Ex-atheist takes on religion bashers with new book on God
The “neo-atheists” in the best-seller lists over the past year or so are getting serious competition from the other side. The new book There Is A God is all the more challenging because it comes from a former atheist who is far better versed in the complex arguments at the core of this debate. And he has a major U.S. publisher to promote this story of how a leading atheist philosopher eventually changed his mind. Anthony Flew doesn’t like to call his story a conversion, but a lot of people will probably see in it a modern Saul-to-Paul experience.

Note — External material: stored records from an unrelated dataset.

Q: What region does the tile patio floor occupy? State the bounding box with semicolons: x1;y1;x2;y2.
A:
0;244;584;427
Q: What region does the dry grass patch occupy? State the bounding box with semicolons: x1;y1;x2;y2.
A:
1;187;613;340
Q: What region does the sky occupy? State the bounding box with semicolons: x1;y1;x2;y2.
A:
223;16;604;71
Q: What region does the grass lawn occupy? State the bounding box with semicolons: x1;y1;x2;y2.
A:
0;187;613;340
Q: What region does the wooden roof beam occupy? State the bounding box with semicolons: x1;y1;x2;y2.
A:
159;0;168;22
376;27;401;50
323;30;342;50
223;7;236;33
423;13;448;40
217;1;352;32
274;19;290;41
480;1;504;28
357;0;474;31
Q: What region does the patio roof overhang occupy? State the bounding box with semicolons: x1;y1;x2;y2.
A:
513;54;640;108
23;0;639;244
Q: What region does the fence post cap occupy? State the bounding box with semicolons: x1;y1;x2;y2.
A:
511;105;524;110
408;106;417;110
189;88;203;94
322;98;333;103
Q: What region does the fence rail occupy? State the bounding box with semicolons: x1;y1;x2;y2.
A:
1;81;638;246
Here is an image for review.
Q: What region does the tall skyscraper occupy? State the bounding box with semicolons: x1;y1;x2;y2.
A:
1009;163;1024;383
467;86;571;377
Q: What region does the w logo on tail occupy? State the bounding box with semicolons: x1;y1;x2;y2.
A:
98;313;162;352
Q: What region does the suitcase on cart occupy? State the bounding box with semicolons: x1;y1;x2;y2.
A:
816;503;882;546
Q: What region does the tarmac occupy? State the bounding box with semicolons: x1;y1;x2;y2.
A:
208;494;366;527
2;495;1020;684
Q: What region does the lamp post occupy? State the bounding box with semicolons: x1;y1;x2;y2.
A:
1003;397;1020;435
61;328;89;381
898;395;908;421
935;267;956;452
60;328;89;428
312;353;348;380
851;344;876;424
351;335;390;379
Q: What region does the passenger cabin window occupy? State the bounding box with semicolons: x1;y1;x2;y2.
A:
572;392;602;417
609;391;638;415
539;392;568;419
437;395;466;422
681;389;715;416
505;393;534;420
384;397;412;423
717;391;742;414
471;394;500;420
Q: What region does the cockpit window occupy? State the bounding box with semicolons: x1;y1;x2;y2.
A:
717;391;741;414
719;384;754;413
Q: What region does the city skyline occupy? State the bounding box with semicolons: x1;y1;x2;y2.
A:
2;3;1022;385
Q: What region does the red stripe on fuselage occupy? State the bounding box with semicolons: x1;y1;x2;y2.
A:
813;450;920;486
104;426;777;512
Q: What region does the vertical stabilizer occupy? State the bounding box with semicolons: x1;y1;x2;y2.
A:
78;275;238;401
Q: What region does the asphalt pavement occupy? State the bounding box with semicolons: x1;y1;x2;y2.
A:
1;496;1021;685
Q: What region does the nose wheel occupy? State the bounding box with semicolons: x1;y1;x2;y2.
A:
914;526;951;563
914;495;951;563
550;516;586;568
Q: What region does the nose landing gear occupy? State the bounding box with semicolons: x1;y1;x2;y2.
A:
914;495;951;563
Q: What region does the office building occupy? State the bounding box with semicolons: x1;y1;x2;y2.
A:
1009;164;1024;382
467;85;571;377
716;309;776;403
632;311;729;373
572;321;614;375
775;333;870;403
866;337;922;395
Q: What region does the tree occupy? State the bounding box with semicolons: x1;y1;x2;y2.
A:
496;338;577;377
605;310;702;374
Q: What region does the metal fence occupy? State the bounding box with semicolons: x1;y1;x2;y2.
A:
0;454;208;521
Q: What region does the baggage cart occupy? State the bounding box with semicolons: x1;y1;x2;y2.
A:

Anthony Flew is a British philosopher, now 84, who provided modern atheists with some powerful arguments during his career. His approach was to take atheism as the default position until sufficient evidence for God appeared — he called it “the presumption of atheism” and compared it to the presumption of innocence in the law. In numerous books with titles such as God and Philosophy or Does God Exist?: A Believer and an Atheist Debate, he rejected the usual arguments for God’s existence with logic and style. His approach was a far cry from the “neo-atheists” who rail against caricatures and excesses of religion (and there are certainly enough around to take aim at!) but avoid asking the tough questions that science cannot answer.
When the news came in 2004 that he had come to doubt full-blown atheism and had shifted towards deism, many atheists wrote this off as nothing more than the sign that his mental faculties were fading. Flew insisted in a long interview that he had not started believing in the God presented in the main monotheisms and did not accept the idea of an afterlife. He believed, instead, in what he called Aristotle’s God, the First Cause that created the universe but played no further role in it. He said he had come to the conviction that some form of superior intelligence must have ignited the Big Bang and set up the laws of nature.
A long feature in the New York Times Magazine has again raised the issue of whether Flew, with an admittedly fading memory, could have actually written There Is A God. It calls him “a senescent scholar.” His co-author Roy Abraham Varghese rejects the charge and says Flew’s new conviction had long roots. “The only reason why people ask questions about his mental faculties is because he dared to change his mind,” he has written in response.
I have neither the information nor the inclination to want to take sides in this debate. Although part of the interest in There Is A God comes from Flew’s change of mind, the question of how much he wrote and how much Verghese edited may turn out to be secondary to the contribution it makes to the atheism debate as a whole. It certainly seems to be more serious than other recent books on the topic. As Stanley Fish pointed out in his blog for the New York Times, the book does not trivialise its subject or demonise those who think differently, “which is more than can be said for the efforts of those fashionable atheist writers whose major form of argument would seem to be ridicule.”